A CIA team, working with India’s Intelligence Bureau, planned to install the device in the remote part of the Himalayas to monitor China, but a blizzard forced them to abandon the system before reaching the summit.

When they returned, the device was gone.

The spy system contained a large quantity of highly radioactive plutonium-238 — roughly a third of the amount used in the atomic bomb dropped by the US on the Japanese city of Nagasaki in the closing stages of the Second World War.

“The workers and porters who went with the CIA team in 1965 would tell the story of the nuclear device, and the villagers have been living in fear ever since,” said Narendra Rana from the Lata village near Nanda Devi’s peak.

His father, Dhan Singh Rana, was one of the porters who carried the device during the CIA’s mission in 1965.

“He told me there was a danger buried in the snow,” Rana said. “The villagers fear that as long as the device is buried in the snow, they are safe, but if it bursts, it will contaminate the air and water, and no one will be safe after that.”

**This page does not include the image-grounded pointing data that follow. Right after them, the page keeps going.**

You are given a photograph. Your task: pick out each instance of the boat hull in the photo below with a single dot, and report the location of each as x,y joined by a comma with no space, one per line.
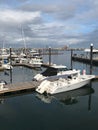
63,85
70,87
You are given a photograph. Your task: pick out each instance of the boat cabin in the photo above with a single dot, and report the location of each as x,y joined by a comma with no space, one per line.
52,71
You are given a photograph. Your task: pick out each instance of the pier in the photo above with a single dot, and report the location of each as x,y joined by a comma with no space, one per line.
85,60
18,87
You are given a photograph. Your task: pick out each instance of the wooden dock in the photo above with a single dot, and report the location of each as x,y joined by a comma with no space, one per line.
85,60
19,87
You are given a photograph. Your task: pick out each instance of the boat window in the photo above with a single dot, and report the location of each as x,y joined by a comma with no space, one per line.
50,72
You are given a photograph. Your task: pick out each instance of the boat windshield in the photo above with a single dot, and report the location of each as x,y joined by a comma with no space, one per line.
53,71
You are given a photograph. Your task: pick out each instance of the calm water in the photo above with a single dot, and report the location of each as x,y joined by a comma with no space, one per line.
76,110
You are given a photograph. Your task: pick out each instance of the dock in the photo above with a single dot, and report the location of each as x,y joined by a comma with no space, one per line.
85,60
19,87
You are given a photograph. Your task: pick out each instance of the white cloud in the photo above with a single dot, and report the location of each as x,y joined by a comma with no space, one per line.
17,17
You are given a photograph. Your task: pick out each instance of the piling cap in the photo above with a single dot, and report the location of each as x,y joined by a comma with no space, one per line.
91,44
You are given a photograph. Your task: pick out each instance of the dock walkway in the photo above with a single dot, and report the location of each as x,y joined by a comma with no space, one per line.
18,87
85,60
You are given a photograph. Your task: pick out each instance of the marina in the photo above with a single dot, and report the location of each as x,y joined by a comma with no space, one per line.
24,104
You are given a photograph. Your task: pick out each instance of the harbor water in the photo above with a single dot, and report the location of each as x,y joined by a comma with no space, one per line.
76,109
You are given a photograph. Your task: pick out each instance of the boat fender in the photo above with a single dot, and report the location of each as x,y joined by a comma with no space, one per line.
84,72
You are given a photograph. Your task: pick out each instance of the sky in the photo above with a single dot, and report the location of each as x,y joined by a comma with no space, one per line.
45,23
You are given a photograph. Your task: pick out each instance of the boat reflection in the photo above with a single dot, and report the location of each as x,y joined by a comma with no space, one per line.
67,98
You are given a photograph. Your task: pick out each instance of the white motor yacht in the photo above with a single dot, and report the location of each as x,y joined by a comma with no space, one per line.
62,83
51,72
36,61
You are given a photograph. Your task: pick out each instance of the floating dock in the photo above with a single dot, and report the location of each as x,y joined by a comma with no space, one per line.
18,87
85,60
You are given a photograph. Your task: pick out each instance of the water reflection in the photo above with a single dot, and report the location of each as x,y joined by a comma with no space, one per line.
67,98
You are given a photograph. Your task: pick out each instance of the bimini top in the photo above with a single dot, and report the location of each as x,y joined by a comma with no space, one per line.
54,70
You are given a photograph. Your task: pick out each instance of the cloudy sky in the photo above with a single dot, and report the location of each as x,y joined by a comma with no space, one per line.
42,23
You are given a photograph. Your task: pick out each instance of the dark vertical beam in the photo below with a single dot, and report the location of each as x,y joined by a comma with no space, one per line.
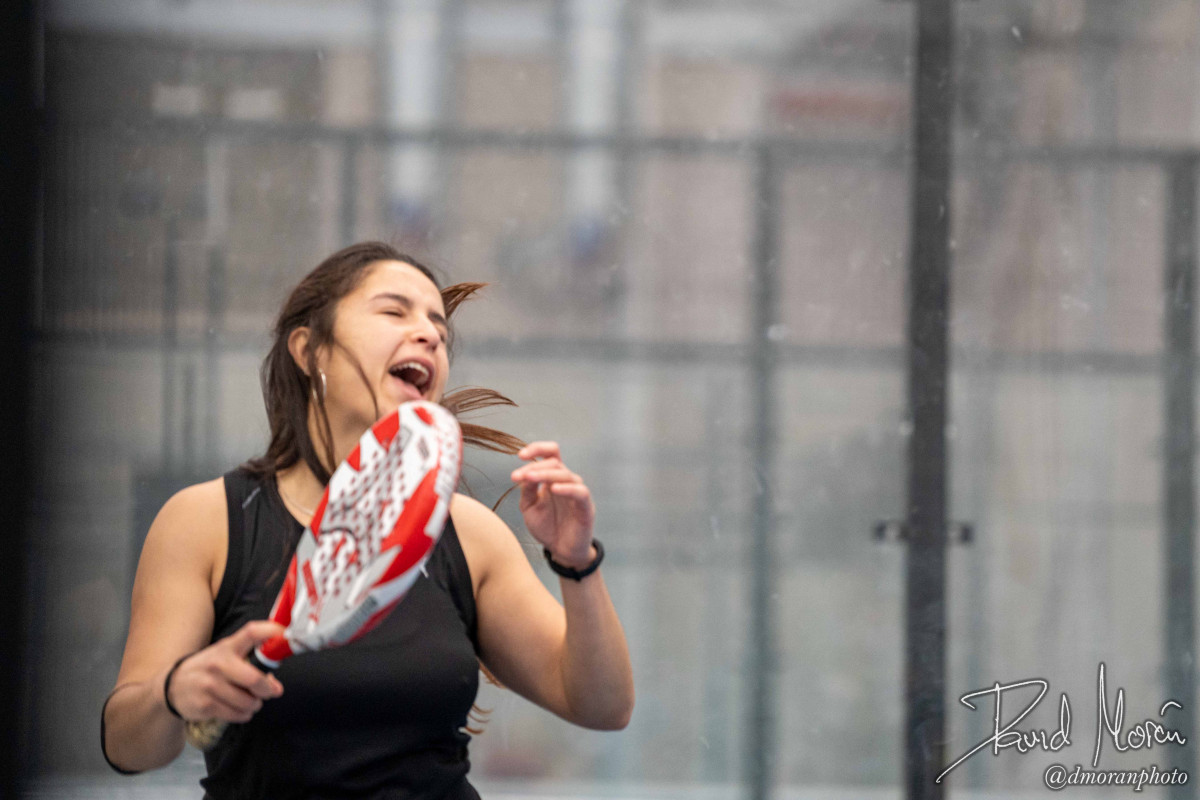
1179,468
169,340
18,204
761,650
929,271
215,312
351,146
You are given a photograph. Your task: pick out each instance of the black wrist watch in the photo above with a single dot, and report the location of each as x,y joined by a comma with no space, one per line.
571,572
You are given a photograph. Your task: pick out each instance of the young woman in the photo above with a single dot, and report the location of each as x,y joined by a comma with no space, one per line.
383,716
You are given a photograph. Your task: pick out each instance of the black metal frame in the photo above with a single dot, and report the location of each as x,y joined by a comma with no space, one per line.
927,355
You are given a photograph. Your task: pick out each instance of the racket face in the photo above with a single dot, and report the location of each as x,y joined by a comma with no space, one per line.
371,534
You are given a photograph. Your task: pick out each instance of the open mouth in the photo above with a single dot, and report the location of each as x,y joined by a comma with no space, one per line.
413,373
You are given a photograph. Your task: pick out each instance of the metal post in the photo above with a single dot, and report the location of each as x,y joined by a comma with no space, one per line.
928,361
351,146
215,313
1179,467
761,650
169,340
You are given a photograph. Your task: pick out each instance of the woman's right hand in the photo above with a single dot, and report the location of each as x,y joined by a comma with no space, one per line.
220,683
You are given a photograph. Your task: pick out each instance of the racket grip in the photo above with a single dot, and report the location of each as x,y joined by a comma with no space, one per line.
204,734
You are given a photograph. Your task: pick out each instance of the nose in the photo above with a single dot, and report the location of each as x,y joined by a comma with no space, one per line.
426,332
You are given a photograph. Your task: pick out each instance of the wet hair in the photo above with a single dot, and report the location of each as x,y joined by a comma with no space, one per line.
288,390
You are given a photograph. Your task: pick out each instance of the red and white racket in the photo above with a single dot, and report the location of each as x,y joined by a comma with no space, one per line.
370,536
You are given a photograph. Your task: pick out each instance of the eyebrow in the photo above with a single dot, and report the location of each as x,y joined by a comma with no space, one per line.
438,319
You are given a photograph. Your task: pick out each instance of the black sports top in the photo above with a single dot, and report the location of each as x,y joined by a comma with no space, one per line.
378,719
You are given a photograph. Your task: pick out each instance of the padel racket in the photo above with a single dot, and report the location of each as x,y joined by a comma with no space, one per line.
372,531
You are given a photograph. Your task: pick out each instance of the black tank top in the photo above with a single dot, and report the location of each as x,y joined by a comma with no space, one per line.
378,719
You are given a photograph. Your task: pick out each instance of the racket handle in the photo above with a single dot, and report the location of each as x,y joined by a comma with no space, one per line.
205,734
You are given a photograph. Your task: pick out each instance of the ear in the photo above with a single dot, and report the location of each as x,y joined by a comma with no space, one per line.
298,346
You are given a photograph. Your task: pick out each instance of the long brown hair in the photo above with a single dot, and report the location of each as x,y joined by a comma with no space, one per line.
288,390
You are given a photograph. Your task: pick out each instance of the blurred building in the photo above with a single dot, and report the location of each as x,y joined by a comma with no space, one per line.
603,164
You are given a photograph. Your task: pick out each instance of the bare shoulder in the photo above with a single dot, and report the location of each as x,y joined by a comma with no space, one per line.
190,534
486,540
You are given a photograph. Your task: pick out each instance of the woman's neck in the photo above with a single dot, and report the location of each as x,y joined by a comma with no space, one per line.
300,491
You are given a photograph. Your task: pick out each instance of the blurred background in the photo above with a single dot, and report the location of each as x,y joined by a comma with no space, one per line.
696,218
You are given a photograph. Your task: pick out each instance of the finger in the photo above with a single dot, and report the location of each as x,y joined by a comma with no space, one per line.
244,674
234,699
551,475
539,450
251,635
571,489
528,494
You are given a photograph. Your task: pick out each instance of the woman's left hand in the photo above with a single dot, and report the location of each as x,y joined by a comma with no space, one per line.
556,504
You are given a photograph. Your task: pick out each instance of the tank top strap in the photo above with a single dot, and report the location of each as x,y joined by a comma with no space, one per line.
449,567
241,489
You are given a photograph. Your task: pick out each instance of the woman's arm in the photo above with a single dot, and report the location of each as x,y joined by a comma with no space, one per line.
570,659
172,617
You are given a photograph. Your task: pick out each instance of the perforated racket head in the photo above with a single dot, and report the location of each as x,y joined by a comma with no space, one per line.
370,536
372,531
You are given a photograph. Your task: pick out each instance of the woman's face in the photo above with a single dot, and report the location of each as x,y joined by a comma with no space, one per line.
394,325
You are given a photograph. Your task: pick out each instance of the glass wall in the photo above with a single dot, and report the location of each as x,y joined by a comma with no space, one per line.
695,218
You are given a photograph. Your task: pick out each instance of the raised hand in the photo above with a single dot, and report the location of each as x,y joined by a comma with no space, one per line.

During the Sino-Indian tensions in the 1960s, India cooperated with the US in surveillance after China conducted its first nuclear tests in 1964. The Nanda Devi mission was part of this cooperation and was classified for years. It only came under public scrutiny in 1978, when the story was broken by Outsider magazine.

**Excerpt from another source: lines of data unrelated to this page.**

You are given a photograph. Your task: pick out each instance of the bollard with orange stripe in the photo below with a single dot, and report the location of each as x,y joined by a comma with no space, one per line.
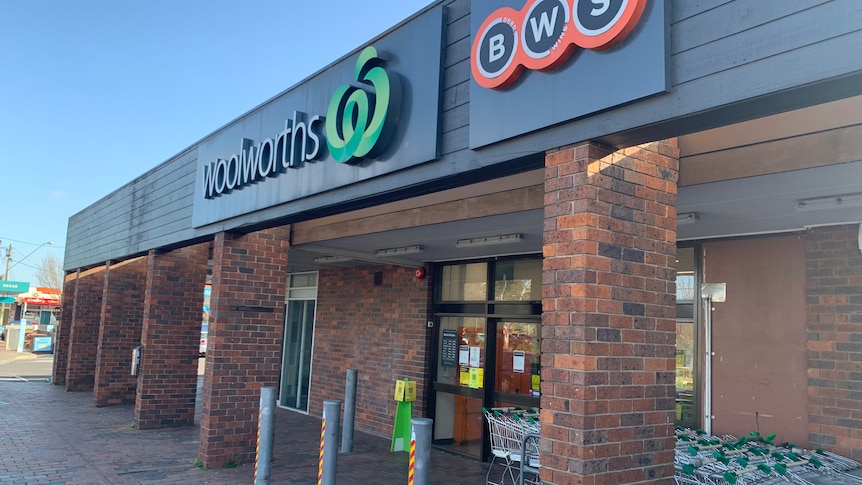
412,456
322,441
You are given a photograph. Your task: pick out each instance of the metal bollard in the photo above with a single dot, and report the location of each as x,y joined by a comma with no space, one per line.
329,458
420,452
263,458
349,411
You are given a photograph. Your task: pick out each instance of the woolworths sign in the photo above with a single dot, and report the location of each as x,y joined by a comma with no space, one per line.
369,115
358,124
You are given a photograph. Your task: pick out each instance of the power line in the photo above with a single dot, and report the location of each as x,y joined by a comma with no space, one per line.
27,243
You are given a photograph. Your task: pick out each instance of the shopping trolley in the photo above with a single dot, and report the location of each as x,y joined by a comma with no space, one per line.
509,428
727,460
530,465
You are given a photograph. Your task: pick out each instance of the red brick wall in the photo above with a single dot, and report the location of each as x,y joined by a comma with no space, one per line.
61,344
834,272
122,320
380,331
84,331
244,342
608,325
173,302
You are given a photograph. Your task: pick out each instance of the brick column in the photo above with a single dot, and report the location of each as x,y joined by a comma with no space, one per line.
84,331
122,319
173,307
63,330
244,341
608,329
834,271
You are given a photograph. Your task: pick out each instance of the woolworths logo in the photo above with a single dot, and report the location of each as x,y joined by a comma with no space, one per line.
358,125
359,120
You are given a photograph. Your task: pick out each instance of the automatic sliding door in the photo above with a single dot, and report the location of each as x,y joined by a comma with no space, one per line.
298,340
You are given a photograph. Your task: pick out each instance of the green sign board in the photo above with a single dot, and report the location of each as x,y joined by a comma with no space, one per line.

The article caused an uproar in India, with lawmakers demanding the location of the nuclear device be revealed and calling for political accountability. The same year, then Prime Minister Morarji Desai set up a committee to assess whether nuclear material in the area near Nanda Devi could pollute the Ganges River, which originates there.

The Ganges is one of the world’s most crucial freshwater sources, with about 655 million people in India, Nepal, and Bangladesh depending on it for their essential needs.

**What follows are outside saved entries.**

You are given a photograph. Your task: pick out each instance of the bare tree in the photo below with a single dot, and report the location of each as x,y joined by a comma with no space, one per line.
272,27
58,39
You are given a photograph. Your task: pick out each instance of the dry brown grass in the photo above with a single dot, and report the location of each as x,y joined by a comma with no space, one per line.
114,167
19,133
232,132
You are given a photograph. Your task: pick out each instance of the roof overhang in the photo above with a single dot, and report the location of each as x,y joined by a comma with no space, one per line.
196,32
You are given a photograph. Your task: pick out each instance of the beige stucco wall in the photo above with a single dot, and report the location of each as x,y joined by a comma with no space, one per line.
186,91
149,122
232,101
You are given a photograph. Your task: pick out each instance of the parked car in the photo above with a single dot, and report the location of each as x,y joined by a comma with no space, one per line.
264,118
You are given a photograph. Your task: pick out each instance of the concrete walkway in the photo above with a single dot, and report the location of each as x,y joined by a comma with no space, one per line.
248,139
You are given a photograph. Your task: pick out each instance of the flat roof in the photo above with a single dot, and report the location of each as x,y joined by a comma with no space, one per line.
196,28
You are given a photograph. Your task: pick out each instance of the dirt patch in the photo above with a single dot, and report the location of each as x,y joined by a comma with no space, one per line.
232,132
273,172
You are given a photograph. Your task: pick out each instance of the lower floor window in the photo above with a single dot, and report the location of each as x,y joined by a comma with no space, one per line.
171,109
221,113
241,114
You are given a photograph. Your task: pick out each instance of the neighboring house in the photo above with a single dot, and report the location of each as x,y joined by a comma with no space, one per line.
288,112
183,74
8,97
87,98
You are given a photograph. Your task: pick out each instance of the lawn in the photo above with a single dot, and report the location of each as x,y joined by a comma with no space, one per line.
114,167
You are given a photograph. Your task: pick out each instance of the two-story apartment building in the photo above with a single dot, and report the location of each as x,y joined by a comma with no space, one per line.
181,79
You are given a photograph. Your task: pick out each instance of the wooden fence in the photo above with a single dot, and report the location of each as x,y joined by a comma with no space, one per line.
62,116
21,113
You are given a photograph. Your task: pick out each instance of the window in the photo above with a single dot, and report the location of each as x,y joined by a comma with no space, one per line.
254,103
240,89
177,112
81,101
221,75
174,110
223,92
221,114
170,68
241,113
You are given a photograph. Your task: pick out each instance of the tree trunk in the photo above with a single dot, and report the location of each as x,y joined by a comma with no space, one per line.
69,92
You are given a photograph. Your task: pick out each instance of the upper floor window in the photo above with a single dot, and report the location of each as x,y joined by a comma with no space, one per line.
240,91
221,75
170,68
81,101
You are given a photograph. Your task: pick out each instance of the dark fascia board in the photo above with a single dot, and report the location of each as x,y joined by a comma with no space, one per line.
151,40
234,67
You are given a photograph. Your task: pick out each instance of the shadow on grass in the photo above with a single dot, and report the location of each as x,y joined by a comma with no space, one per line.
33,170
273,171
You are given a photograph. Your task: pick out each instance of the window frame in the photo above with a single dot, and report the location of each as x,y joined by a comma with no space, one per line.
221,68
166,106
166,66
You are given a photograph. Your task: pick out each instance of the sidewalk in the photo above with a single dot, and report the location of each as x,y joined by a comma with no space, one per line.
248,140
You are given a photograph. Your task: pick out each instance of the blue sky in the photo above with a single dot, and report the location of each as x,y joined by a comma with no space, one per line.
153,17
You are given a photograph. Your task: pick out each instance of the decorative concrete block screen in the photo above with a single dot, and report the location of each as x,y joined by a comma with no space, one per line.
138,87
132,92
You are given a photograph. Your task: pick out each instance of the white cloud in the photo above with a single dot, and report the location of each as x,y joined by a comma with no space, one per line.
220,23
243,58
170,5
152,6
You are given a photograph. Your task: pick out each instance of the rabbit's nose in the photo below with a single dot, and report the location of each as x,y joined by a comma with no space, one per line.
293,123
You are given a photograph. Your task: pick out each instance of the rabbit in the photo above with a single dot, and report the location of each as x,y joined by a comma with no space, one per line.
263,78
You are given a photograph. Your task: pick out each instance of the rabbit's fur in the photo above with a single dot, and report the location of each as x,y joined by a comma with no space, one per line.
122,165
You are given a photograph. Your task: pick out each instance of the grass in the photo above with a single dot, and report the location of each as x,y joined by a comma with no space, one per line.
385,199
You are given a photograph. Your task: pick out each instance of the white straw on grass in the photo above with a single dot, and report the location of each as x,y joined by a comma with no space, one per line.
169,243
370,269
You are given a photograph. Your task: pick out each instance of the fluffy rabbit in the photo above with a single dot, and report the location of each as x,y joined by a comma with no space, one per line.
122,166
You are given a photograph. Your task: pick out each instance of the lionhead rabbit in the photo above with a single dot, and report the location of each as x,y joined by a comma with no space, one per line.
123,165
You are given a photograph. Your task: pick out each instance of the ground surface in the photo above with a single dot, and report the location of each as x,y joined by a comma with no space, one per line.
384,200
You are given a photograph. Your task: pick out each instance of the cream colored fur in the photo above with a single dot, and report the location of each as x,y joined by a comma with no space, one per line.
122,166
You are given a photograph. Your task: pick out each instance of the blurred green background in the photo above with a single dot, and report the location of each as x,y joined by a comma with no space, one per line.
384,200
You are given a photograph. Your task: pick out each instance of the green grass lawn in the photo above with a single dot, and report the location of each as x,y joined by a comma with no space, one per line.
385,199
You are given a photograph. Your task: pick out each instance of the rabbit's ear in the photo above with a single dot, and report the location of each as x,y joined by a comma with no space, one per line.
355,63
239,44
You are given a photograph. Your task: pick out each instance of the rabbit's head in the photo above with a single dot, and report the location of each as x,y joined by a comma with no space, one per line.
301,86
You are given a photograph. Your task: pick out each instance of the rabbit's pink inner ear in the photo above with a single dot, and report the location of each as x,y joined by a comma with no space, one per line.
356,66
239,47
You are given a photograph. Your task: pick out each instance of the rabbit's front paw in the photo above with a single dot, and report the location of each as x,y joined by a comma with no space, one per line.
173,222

The committee, chaired by prominent scientists, submitted its report a few months later, dismissing any cause for concerns, and establishing that even in the worst-case scenario of the device’s rupture, the river’s water would not be contaminated.

But for the villagers, the fear that the shell containing radioactive plutonium could break apart never goes away, and peace may only come once it is found.

Many believe the device, trapped within the glacier’s shifting ice, may have moved downhill over time.

Rana’s father told him that the device felt hot when it was carried, and he believed it might have melted its way into the glacier, remaining buried deep inside.

An imposing mass of rock and ice, Nanda Devi at 7,816 m is the second-highest mountain in India after Kangchenjunga. 

When a glacier near the mountain burst in 2021, claiming over 200 lives, scientists explained that the disaster was due to global warming, but in nearby villages the incident was initially blamed on a nuclear explosion.

“They feared the device had burst. Those rescuing people were afraid they might die from radiation,” Rana said. “If any noise is heard, if any smoke appears in the sky, we start fearing a leak from the nuclear device.”

The latent fear surfaces whenever natural disasters strike or media coverage puts the missing device back in the spotlight. Most recently, a New York Times article on the CIA mission’s 60th anniversary reignited the unease.

“The apprehensions are genuine. After 1965, Americans came twice to search for the device. The villagers accompanied them, but it could not be found, which remains a concern for the local community,” said Atul Soti, an environmentalist in Joshimath, Uttarakhand, about 50 km from Nanda Devi.

“People are worried. They have repeatedly sought answers from the government, but no clear response has been provided so far. Periodically, the villagers voice their concerns, and they need a definitive government statement on this issue.”

Despite repeated queries whenever media attention arises, Indian officials have not released detailed updates since the Desai-appointed committee submitted its findings.

“The government should issue a white paper to address people’s concerns. The white paper will make it clear about the status of the device, and whether leakage from the device could pollute the Ganges River,” Soti told Arab News.

“The government should be clear. If the government is not reacting, then it further reinforces the fear.”